Speaker: Nicholas Carnes, Assistant Professor of Public Policy at the Sanford School of Public Policy at Duke University, and Co-Director of the Research Triangle chapter of the Scholars Strategy Network

Abstract: Millionaires make up majorities of all three branches of the federal government. Why do so few middle- and working-class Americans go on to hold political office? This paper analyzes data from the National Candidate Study (NCS), a survey of the roughly 10,000 people who ran for state legislature in 2012, and the National Survey of Party Leaders (NSPL), a survey of the roughly 6,000 chairs of the county-level branches of the Republican and Democratic Parties. With these data, I test one hypothesis suggested by research on other historically underrepresented groups, namely, that qualified working-class citizens are less likely to run for office because they are less likely to be encouraged by political gatekeepers like parties, interest groups, and civic leaders. Consistent with this view, working-class candidates in the NCS were less likely to report that gatekeepers encouraged them to run, and party leaders in the NSPL were less likely to report that they encouraged workers or viewed them as qualified to hold office.

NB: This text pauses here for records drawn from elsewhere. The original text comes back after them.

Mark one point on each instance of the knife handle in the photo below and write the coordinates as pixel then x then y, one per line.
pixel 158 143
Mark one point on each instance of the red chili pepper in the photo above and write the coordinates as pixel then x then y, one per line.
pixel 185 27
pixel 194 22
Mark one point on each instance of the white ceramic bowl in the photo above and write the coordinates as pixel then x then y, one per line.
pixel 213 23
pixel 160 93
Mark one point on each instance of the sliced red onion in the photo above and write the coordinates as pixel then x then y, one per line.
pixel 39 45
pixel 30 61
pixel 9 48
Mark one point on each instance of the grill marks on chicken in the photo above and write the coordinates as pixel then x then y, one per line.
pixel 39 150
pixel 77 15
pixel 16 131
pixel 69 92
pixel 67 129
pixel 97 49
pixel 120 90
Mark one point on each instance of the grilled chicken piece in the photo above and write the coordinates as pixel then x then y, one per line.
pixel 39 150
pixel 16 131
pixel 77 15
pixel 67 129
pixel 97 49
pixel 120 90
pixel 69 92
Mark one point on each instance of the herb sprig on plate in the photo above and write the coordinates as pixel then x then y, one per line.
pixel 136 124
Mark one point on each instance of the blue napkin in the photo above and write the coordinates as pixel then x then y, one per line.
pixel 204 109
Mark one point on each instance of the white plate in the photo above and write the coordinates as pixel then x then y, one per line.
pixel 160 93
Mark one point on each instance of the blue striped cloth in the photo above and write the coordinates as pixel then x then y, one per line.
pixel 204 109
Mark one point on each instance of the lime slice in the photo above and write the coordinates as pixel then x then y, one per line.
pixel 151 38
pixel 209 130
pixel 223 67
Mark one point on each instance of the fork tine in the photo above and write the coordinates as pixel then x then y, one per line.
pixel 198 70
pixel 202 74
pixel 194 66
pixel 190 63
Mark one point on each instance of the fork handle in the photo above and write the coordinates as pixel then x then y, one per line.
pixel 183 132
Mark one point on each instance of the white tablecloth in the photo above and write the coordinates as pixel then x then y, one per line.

These findings have important implications for research on descriptive representation and political inequality and for ongoing efforts to increase the political participation of the working class.

Speaker Bio: Nicholas Carnes is Assistant Professor of Public Policy at the Sanford School of Public Policy at Duke University and the Co-Director of the Research Triangle chapter of the Scholars Strategy Network.  His research focuses on U.S. politics, legislative decision making, representation, social class, economic inequality, and state and local politics.  Carnes’ new book White-Collar Government: The Hidden Role of Class in Economic Policy Making examines how the shortage of people from the working class in American legislatures skews the policymaking process towards outcomes that are more in line with the upper class’s economic interests.  He is also starting a large-scale study of the factors that discourage working-class Americans from holding public office and the programs that could help to address the shortage of working-class Americans in our political institutions.